You can see that the worms and the pelican in the photo appear to have been living in harmony (commensally). When there is no evidence of stomach inflammation, I believe that they are just freeloaders living off the pelican’s fish catch. When that is the case they are called symbionts. Some symbionts actually benefit their hosts. Several of the gastric nematodes of pelicans are thought to do their damage to the mullet that are the parasite’s intermediate host, not the pelican. They are thought to do that by making the fish slower and easier to for the pelican to catch – just as toxoplasma parasites make mice easier for cats to catch. ( read here ).

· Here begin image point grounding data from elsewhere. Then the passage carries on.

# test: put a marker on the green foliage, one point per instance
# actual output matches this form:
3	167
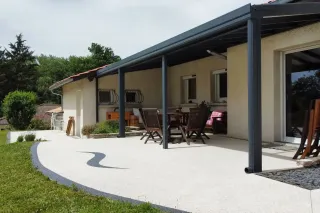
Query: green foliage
21	70
19	108
24	189
17	67
20	138
39	124
53	69
101	128
107	127
102	55
88	129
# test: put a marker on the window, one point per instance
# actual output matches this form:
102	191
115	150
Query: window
106	96
219	84
189	88
133	96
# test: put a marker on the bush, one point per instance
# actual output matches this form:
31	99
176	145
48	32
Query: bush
100	128
88	129
38	124
107	127
19	108
20	138
30	137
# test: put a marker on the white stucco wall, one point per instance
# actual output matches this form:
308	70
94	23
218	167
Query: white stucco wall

It is also quite normal for wildlife to harbor a few resident coccidia. Coccidia also tend to get out of hand when animals are confined to too small an area, when too many animals are attracted to backyard feeders or other concentrated sources of food, and in situations like floods where ground and water sanitation is poor. All those situations favor constant reinfected and a coccidia health threat. We don’t have very effective drugs to treat coccidia. Ivermectin and fenbendazole destroys most multicellular parasites (the bigger ones). But neither drug appears to kill coccidia. In fact, some have noticed a coccidia “bloom” subsequent to ivermectin treatment. The most commonly used medications to treat individual animals that have diarrhea due to coccidiosis are the the sulfa-drug group, sulfadimethoxine ( Albon®) or trimethoprim/sulfadiazine ( Tribrissen®, Equisul-SDT®). The problem is that both taste bad and both must be given for many days to be effective. The most common sulfadimethoxine dose used in birds is 25-50 mg/kg once or twice a day orally for 3-7 days. To treat coccidiosis in carnivorous mammals and ruminants, 50 mg/kg/day initially and then about half that dose for another 10 days. A similar dose has been effective in rabbits and rodents. But it takes a longer treatment time to clear them. Tribrissen has been used at 40 mg/kg twice a day in birds. In rabbits and rodents at a similar dose and at 15-30 mg/kg in other wild mammals.
A small studies using ponazuril to treat coccidiosis in baby robins at a rehab centers found it was ineffective (the drug seemed effective in limiting coccidiosis in shelter cats). The best way for you to control coccidia, protozoa and larger parasites in your wildlife rehabilitation center is through husbandry: separation, spacing out of animals into individual containers, frequent changes of the the floor bedding/substrate and no sharing of utensils or food containers.